HVAC and Refrigeration

Handling thermal equipment
Psychrometric chambers go to -4°F

Graphic of thermal sensors
Herrick Labs' own HVAC system is monitored by hundreds of sensors

Geothermal bores on display
Geothermal bores go 300 feet deep

Airline cabin technical demonstration
Prof. Qinyan Chen models the indoor air quality of an airline cabin at Herrick

A showcase for heating, ventilation, and air conditioning.

Since 1957, heating and refrigeration have been central to the mission of Herrick Labs. Today at Purdue, industry and academia join forces in one of the most advanced facilities of its kind.  At the center of it all: six psychrometric chambers (3 pairs) for testing HVAC equipment:

  • Each psychrometric room is 7000 cubic feet
  • Capacity of 5 tons of refrigeration each (18 kW)
  • Temperature range: -4°F to 130°F
  • Designed to accommodate ASHRAE/ARI standard test procedures used in rating unitary air-conditioners and heat pumps
  • Active desiccant dehumidification system to improve moisture removal at low ambient temperatures 

Other facilities include:

  • Psychrometric wind tunnel with dust injection system
  • HVAC equipment lab with 90 ton centrifugal chiller and ice storage test facility
  • Computer-controlled compressor load stands for small compressors
  • Herrick Labs' own HVAC system is also a laboratory, with hundreds of sensors generating data


Herrick's geothermal field consists of 16 vertical U-tube heat exchangers with bores of 300 feet deep.  The heat exchangers are instrumented to allow determination of ground heat transfer.   One of the bores is instrumented with temperature sensors along its length to allow detailed model validation.  Ground heat exchanger flow rates and inlet temperatures can be continuously varied to enable testing of advance control strategies.

Indoor air quality

There are two indoor air quality (IAQ) laboratories that can simulate indoor and outdoor conditions.

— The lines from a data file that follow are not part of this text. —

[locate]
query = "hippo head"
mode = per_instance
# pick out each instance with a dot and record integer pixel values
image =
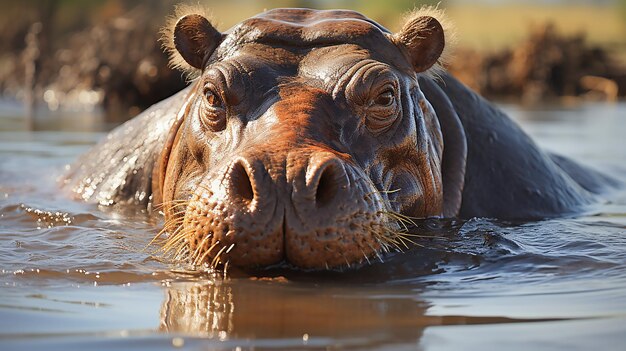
(303, 140)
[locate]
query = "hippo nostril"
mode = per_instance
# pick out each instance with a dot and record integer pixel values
(241, 186)
(326, 186)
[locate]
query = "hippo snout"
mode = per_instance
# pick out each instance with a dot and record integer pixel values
(312, 210)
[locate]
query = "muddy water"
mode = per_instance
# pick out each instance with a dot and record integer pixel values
(75, 276)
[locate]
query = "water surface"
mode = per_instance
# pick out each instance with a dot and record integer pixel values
(75, 276)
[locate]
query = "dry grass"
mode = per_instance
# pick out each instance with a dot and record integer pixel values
(491, 27)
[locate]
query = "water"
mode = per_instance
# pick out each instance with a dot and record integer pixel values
(75, 276)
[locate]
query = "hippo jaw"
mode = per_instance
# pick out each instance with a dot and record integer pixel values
(327, 215)
(317, 167)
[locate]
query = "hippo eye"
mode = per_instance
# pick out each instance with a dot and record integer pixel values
(386, 98)
(214, 114)
(212, 99)
(383, 109)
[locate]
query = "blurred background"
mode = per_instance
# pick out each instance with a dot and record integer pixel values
(104, 55)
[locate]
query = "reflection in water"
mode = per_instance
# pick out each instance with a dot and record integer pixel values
(194, 308)
(269, 310)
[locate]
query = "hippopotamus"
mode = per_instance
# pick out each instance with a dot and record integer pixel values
(312, 137)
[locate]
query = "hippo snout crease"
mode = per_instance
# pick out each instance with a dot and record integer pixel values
(317, 213)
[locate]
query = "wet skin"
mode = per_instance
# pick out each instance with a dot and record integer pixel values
(309, 135)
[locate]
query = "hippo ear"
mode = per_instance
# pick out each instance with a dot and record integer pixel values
(195, 39)
(425, 37)
(189, 38)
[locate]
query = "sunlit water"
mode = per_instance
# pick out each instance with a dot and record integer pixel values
(74, 276)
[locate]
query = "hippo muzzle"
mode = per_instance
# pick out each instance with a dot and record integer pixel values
(308, 207)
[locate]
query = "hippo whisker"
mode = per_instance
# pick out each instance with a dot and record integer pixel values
(162, 205)
(196, 252)
(199, 259)
(215, 260)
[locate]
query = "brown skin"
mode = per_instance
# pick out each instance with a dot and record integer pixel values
(289, 153)
(305, 130)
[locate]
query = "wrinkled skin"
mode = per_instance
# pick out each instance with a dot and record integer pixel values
(307, 130)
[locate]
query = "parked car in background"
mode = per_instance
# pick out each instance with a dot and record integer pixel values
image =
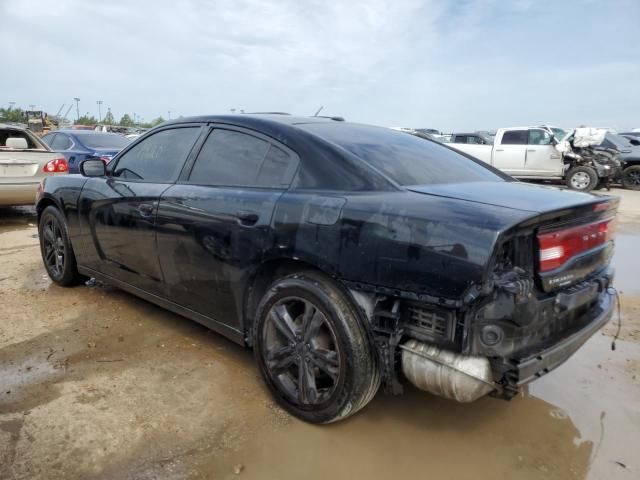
(348, 256)
(629, 156)
(471, 138)
(532, 153)
(633, 137)
(24, 161)
(80, 145)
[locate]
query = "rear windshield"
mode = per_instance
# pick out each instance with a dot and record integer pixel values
(103, 140)
(406, 159)
(32, 143)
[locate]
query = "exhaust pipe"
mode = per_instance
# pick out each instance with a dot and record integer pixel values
(447, 374)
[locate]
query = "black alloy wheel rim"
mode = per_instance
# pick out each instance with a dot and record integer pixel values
(633, 178)
(54, 250)
(301, 352)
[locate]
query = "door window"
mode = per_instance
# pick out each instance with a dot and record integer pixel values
(61, 142)
(515, 137)
(158, 158)
(539, 137)
(230, 158)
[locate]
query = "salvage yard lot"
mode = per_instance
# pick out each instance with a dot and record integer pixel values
(99, 384)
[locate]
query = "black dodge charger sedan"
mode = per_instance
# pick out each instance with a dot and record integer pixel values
(347, 256)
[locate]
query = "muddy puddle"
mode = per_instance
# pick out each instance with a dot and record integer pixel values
(103, 385)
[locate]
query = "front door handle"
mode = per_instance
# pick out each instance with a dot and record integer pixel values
(247, 217)
(145, 209)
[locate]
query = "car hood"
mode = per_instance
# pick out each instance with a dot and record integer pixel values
(512, 195)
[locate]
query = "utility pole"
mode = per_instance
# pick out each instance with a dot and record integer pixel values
(77, 108)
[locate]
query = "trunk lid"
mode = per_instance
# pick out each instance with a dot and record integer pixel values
(570, 233)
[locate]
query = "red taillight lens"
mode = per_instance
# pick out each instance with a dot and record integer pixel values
(56, 165)
(557, 247)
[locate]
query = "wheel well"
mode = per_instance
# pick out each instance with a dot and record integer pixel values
(42, 204)
(266, 274)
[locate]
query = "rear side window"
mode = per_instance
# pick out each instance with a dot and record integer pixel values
(515, 137)
(406, 159)
(157, 158)
(230, 158)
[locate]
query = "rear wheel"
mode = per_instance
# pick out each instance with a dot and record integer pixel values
(56, 250)
(583, 179)
(631, 177)
(312, 349)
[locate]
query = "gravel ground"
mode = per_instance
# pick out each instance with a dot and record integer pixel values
(95, 383)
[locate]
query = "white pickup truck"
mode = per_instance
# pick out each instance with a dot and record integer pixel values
(534, 153)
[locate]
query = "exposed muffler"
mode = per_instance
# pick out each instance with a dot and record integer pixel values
(448, 374)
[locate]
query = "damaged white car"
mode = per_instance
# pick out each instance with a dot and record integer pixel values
(549, 153)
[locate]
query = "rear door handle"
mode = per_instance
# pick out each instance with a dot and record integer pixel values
(146, 209)
(247, 217)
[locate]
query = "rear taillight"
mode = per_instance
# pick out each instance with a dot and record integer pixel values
(559, 246)
(56, 165)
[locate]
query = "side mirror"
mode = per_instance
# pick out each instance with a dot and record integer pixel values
(93, 168)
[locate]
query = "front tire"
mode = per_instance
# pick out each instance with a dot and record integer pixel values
(55, 247)
(631, 177)
(312, 349)
(582, 179)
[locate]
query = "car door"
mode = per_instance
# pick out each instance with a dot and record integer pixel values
(510, 150)
(542, 159)
(214, 224)
(118, 211)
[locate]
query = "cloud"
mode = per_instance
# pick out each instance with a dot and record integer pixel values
(449, 65)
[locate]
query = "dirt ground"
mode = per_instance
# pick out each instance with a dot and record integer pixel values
(97, 384)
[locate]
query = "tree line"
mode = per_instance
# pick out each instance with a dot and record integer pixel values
(17, 115)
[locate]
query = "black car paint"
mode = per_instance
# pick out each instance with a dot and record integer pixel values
(198, 250)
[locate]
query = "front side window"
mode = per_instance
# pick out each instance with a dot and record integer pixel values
(61, 142)
(539, 137)
(515, 137)
(230, 158)
(157, 158)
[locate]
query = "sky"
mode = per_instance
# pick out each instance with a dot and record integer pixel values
(450, 65)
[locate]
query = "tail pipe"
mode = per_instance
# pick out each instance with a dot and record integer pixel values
(447, 374)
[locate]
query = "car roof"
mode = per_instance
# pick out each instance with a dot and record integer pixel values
(71, 131)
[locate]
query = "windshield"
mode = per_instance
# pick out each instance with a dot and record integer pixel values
(406, 159)
(103, 140)
(559, 133)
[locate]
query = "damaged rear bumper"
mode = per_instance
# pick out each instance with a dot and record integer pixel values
(534, 366)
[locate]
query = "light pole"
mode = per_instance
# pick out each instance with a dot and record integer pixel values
(77, 108)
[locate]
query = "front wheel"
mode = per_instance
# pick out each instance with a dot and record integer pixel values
(583, 179)
(631, 177)
(312, 349)
(56, 250)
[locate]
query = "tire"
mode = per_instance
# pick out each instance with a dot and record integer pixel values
(308, 333)
(55, 247)
(631, 177)
(582, 179)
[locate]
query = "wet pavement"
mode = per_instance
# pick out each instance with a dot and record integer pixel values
(95, 383)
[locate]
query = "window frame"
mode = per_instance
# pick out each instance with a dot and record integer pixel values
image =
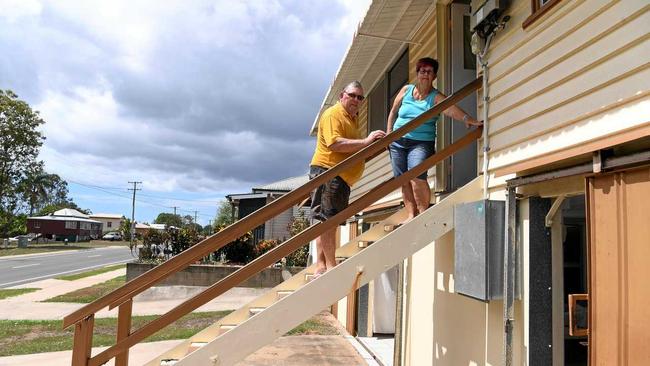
(537, 11)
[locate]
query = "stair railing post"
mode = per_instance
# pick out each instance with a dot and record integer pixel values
(123, 330)
(83, 340)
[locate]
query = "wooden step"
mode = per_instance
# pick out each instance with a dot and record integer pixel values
(284, 293)
(255, 310)
(341, 259)
(364, 243)
(194, 346)
(226, 327)
(390, 227)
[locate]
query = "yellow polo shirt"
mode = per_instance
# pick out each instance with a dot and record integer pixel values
(334, 123)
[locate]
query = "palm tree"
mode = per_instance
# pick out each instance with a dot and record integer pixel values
(36, 186)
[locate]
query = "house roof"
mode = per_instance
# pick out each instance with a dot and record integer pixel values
(107, 216)
(386, 28)
(63, 218)
(69, 212)
(287, 184)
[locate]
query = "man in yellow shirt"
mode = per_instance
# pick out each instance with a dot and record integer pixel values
(338, 138)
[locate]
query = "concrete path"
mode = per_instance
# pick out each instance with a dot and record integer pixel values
(288, 351)
(28, 306)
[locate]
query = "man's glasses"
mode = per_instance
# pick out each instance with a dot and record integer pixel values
(353, 96)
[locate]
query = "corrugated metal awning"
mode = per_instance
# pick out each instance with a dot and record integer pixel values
(386, 28)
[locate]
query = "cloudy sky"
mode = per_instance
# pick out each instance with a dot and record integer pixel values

The indoor room is reconfigurable to allow air supply from ceiling, wall, or under-floor diffusers.  It is also reconfigurable to simulate different types of indoor environments, such as homes, offices, classrooms, industrial workspaces, healthcare environments, aircraft passenger areas, and more.  Measurements utilize: 

  • Particle image velocimetry (PIV) system to enable visualization of the flow field
  • Tracer-gas sampler and chromatograph allowing 3-dimensional characterizations
  • Ultrasonic and omni-directional anemometers
  • Particle generators and analyzers, from a single nanometer to tens of micrometers in diameter
  • Thermocouples and humidity sensors

These labs allow for controlled experimental studies on how people are exposed to indoor pollutants, and guide the creation of filtering and ventilation strategies to reduce exposure.